Circassians in Israel
Today, despite being a small community of less than 3,000 people, Circassians in Israel manage to maintain their language (as well as cultural and ethnic identity) to a remarkable degree, even compared to the 100,000-strong Circassian community in the neighboring Jordan, where Circassians enjoy high status but many younger people no longer speak Circassian at all. But Circassians in Israel speak Adyge at home, and children continue to acquire the language from their parents. Primary education in the village schools is conducted in Adyge, and the National Circassian Alphabet of Caucasus (developed by the Soviets) is used in teaching. Curiously, much of the primary education in Adyge in Israel was based on the Soviet models; in 1982, the Israeli Ministry of Education published its own Circassian primer based on a Soviet model, complete with such non-Israeli themes as Young Pioneers with their red ties, sledding and snow balls. Hebrew, Arabic and English are also learned at the elementary level in Israeli Circassian schools.
The village of Kfar Kama has its own middle school (Reyhaniye is too small to have its own secondary school, so its pupils go to both Jewish and Arab schools in neighboring settlements). This middle school in Kfar Kama is a veritable melting pot of different languages, as most classes are conducted in whatever language the teacher speaks or whatever language is appropriate for the subject matter. A 2005 article in the Israeli Hebrew-language daily newspaper Haaretz describes the school like this (translation mine):
“Art classes, whose teacher is Jewish, are conducted in Hebrew; classes on the religion of Islam – in Arabic; English classes – in English with explanation in Hebrew, while students speak among themselves in Circassian [i.e. Adyghe]; and the science classes – according to the teachers’ choice. [One of the science teachers] tries to conduct his science classes in Circassian so that the children won’t forget the language. When he is lacking words for scientific concepts, he completes in Hebrew.”

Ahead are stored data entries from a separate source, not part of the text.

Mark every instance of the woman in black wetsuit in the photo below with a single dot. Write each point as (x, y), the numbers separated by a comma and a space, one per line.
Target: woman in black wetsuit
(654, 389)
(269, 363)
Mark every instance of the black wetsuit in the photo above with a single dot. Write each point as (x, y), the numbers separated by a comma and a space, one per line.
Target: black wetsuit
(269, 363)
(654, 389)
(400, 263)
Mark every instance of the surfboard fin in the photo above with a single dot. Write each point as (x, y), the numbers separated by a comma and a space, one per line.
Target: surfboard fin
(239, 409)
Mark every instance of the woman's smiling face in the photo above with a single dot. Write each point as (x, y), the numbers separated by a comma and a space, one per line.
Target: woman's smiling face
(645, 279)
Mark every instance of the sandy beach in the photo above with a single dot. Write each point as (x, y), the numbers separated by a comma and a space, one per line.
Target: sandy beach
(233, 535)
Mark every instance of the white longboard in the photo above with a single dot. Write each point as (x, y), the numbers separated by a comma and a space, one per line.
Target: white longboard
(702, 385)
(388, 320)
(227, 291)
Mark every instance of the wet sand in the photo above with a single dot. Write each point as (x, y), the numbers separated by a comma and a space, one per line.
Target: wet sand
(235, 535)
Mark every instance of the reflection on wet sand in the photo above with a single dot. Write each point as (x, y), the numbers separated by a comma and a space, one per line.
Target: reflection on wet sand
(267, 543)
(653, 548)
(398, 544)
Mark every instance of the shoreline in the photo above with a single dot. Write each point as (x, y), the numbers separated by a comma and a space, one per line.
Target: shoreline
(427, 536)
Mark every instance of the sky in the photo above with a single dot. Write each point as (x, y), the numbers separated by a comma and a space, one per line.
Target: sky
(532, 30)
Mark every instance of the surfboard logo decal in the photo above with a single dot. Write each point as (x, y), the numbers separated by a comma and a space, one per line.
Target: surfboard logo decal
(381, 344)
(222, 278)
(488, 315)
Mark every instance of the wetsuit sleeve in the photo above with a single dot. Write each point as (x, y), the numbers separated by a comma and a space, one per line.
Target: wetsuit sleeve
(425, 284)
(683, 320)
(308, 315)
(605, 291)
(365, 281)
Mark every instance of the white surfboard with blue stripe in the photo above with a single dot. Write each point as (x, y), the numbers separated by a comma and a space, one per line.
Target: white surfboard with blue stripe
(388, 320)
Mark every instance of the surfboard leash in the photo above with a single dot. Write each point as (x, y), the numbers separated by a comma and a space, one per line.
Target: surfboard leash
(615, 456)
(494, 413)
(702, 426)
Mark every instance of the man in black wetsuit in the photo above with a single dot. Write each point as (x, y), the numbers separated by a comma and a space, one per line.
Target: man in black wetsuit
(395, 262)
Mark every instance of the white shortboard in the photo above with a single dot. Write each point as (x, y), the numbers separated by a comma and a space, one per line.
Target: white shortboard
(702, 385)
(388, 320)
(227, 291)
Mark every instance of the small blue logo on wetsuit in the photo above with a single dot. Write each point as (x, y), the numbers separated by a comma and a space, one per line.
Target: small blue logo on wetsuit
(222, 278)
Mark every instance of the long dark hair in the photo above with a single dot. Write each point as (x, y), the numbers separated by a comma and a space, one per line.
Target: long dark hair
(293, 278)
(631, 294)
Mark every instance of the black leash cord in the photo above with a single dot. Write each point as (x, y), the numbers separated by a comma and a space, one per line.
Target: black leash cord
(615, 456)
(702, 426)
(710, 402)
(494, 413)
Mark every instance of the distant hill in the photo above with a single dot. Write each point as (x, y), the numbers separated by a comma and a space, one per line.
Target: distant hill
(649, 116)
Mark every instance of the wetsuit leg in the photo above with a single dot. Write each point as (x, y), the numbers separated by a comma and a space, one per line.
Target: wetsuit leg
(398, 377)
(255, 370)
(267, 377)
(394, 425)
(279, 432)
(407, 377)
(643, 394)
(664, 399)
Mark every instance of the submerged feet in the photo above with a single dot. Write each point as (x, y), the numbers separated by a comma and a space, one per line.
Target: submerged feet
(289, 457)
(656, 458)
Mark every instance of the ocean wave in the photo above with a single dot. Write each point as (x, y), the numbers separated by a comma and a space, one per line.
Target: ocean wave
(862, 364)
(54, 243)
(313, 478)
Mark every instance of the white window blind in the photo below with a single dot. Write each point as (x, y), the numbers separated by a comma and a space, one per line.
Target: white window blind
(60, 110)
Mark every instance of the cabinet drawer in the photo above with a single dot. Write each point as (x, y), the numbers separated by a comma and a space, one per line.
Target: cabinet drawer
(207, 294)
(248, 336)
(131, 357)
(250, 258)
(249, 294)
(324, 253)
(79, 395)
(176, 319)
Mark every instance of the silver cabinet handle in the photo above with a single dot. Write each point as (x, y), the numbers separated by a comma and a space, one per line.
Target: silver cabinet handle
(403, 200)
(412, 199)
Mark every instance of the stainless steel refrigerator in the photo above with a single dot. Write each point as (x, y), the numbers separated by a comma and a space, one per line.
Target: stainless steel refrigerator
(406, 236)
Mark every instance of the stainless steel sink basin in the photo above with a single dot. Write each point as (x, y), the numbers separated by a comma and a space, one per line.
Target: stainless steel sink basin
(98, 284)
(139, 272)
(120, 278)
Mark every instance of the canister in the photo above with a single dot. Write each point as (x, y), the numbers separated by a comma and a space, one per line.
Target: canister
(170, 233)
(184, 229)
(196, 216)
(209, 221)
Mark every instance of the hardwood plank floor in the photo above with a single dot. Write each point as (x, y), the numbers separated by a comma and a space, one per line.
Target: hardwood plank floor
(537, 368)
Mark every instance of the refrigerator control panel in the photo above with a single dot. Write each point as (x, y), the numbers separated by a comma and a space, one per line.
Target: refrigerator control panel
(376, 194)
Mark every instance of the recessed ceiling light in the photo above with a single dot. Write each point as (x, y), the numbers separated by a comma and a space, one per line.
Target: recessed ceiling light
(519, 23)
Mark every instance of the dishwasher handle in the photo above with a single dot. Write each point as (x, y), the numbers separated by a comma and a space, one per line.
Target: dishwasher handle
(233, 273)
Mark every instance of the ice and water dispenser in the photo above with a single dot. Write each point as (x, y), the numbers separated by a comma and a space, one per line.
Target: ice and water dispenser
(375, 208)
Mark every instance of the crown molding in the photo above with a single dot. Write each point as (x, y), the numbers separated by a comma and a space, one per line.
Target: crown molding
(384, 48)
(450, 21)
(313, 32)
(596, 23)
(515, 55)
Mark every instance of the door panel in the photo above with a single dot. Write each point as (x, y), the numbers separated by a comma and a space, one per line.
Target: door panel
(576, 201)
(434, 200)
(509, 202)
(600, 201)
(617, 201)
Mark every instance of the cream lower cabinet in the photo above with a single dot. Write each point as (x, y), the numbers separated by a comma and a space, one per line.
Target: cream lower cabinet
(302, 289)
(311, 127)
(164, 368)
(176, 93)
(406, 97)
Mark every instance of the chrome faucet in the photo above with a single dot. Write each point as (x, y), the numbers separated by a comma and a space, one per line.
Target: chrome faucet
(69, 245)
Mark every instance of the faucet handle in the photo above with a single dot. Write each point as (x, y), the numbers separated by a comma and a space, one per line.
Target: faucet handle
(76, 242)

However, maintaining the Adyghe language and culture is becoming increasingly difficult as more and more younger people integrate into the Israeli society through secondary and tertiary schooling, serving in the army (like Jewish Israelis and Israeli Druze, Israeli Circassian men must complete mandatory military service upon reaching the age of majority) and finding jobs outside the community. Some Circassians are even contemplating returning to the Caucasus despite all the ethnic and political problems there.
Another set of problems peculiar to the Circassian community in Israel stems from the fact that they are Muslims. However, they share neither the Arab origin nor the cultural background of the larger Islamic community in the region. For example, the mosques in Circassian villages (see picture on the left) are built in the style of Circassian mosques in the Caucasus, and substantially differ from Arab mosques; the villages themselves are also built in the traditional Circassian style. In such “walled village”, houses are built next to one another to form a protective wall around the settlement. Moreover, since the beginning the Circassians “were not on the best terms with their local Arab neighbors” (according to Hourani 1947, p. 58), largely because of their language, loyalty to the Ottomans, and customs, such as following their traditional law, the Adyge-Habze, to resolve disputes among themselves.
In contrast, Circassian relations with the Jewish community have generally been good since the beginning of the Jewish settlement in Israel. The use of a common language helped; many of the First Aliyah immigrants to the Galilee spoke Russian, as did most of the Circassians in the region. The Circassian community, moreover, fought on the Israeli side during the War of Independence. Since 1948, at the request of the community’s leaders, Circassians must serve in the Israeli Defence Forces (IDF). Today, many Circassians are employed in the Israeli security forces, including not only the IDF but also the Israeli Police, the Israeli Border Police, and the Israeli Prison Service. In fact, the percentage of the army recruits among the Circassian community in Israel is relatively high. Yet, despite their loyalty to the State of Israel, many people – including many Jewish Israelis – are barely aware of their existence, let alone of their unique ethnic and cultural heritage. As a result, Circassians have become subject to discrimination and general anti-Muslim sentiment. For example, Jalal Nafso, the head of City Council in Kfar Kama is quoted in the Haaretz as saying:
“[young people] see soldiers and officers who have been discharged, and what is waiting for them? Do they get appointed to government jobs? No. Why? Because their names are Jalal.”
But despite all the problems, Israeli Circassians are a great example of successfully solving the problem facing many minority groups world-wide: how to balance their national and ethnic identities. Overall, Israeli Circassians manage to maintain a distinct ethnic identity (as can be seen in this YouTube video, which features an interview with an Israeli Circassian imam, Sheikh Farok Zinadin, as well as traditional dances performed by Circassian youth); yet, they also participate in Israel’s economic and national affairs without assimilating fully either into Jewish society or into the Arab Muslim community. Most certainly, other minority groups including Circassian diasporic communities, have much to learn from Israeli Circassians.
Hourani, A. H. (1947) Minorities in the Arab World. Oxford: Oxford University Press.